Capítulo 1

Recuerdos del pasado

Volver a South Chicago siempre me ha causado la impresión de un regreso a la muerte. Todas las personas a las que más amé, esos afectos tan intensos de la infancia, habían muerto en ese barrio limítrofe del sudeste de la ciudad. Es verdad que el cuerpo de mi madre y las cenizas de mi padre reposan en otra parte, pero allí había cuidado de ambos durante sus dolorosas enfermedades. Mi primo Boom-Boom, próximo como un hermano, en realidad, más próximo que un hermano, había sido asesinado allí quince años antes. En mis pesadillas, el humo amarillo de las plantas de laminación de acero me sigue nublando la vista, pero las gigantescas columnas de humo que dominaban el paisaje de mi infancia ahora ya no son más que fantasmas.

Después del funeral de Boom-Boom prometí no regresar jamás; sin embargo, tales juramentos suelen ser presuntuosos; no se pueden cumplir. Aun así, intento hacerlo. Cuando mi antigua entrenadora de baloncesto me llamó para rogarme, o tal vez para ordenarme, que la sustituyera mientras la operaban de un cáncer, contestar «no» fue un acto reflejo.

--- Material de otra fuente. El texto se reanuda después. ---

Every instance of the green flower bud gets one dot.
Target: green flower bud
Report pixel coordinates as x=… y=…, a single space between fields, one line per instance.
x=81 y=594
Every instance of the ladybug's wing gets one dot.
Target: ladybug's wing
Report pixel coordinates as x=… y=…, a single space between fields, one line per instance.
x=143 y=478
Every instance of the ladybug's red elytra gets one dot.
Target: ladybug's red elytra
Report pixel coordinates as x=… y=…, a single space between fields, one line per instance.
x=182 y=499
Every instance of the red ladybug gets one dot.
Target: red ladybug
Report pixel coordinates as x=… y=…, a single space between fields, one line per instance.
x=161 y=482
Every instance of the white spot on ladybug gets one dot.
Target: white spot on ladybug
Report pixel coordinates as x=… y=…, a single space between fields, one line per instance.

– Victoria, el baloncesto te sacó de este barrio. Estás en deuda con las chicas que siguen tus pasos. Merecen una oportunidad como la que tú tuviste.

No fue el baloncesto sino el empeño de mi madre en que tuviera una educación universitaria lo que me sacó de South Chicago, repliqué. Y mis notas de acceso fueron condenadamente buenas. Pero tal como señaló la entrenadora McFarlane, la beca por méritos deportivos que me concedió la Universidad de Chicago tampoco me vino mal.

– Aunque así sea, ¿por qué el instituto no contrata a un suplente? -pregunté con terquedad.

– ¿Piensas que me pagan por entrenar? -alzó la voz indignada-. Esto es el Bertha Palmer High, Victoria. Es South Chicago. No tienen recursos y además están de auditoría, lo cual significa que hasta el último centavo se destina a preparar a los chavales para las pruebas oficiales. Sólo porque mi trabajo es voluntario mantienen vivo el programa para las chicas, y apenas alcanzamos a sostener las constantes vitales, tal como están las cosas: tengo que andar pidiendo dinero por ahí para pagar los uniformes y el equipo.

Mary Ann McFarlane me había enseñado latín además de baloncesto; y también tuvo que ponerse al día en geometría cuando el instituto dejó de dar clases de lenguas excepto las de inglés y español. Pese a todos los cambios, siguió entrenando al equipo femenino de baloncesto. Yo no había sido consciente de nada de aquello hasta que ella misma me lo contó aquella tarde.

– Sólo son dos horas, dos días por semana -agregó.

– Más una hora de viaje de ida y otra de vuelta -repuse-. No puedo asumirlo: tengo una agencia de investigación muy activa, trabajo sin ayudantes, cuido de un amante cosido a balazos en Afganistán. Y encima tengo que ocuparme de mi casa y de mis dos perros.

La entrenadora McFarlane no se dejó impresionar; todo aquello no eran más que burdas excusas.

– Qaotidie damnatur qui semper timet -dijo con acritud.

Tuve que recitar la frase varias veces antes de poder traducirla: «Quien siempre tiene miedo se condena a diario».

– Sí, es posible, pero llevo décadas sin practicar el baloncesto de competición. Las jovencitas que se unen a nuestros partidos de los sábados en la YWCA tienen un juego más rápido y agresivo que el de mis mejores tiempos. Quizás una de esas veinteañeras tenga un par de tardes libres a la semana para dedicarte. Hablaré con ellas este fin de semana.

– Ninguna de esas jóvenes querrá venir al cruce de la Diecinueve con Houston por nada del mundo -espetó-. Este es tu barrio, estos son tus vecinos, no esos pijos de Lakewood, donde crees que estás escondida.

Aquello me molestó tanto que me disponía a dar por terminada la conversación cuando agregó:

– Sólo hasta que el instituto encuentre a otra persona, Victoria. O a lo mejor ocurre un milagro y yo misma puedo volver.

Así fue como supe que se estaba muriendo. Así fue como supe que iba a tener que regresar a South Chicago una vez más, a emprender un nuevo viaje hacia el dolor.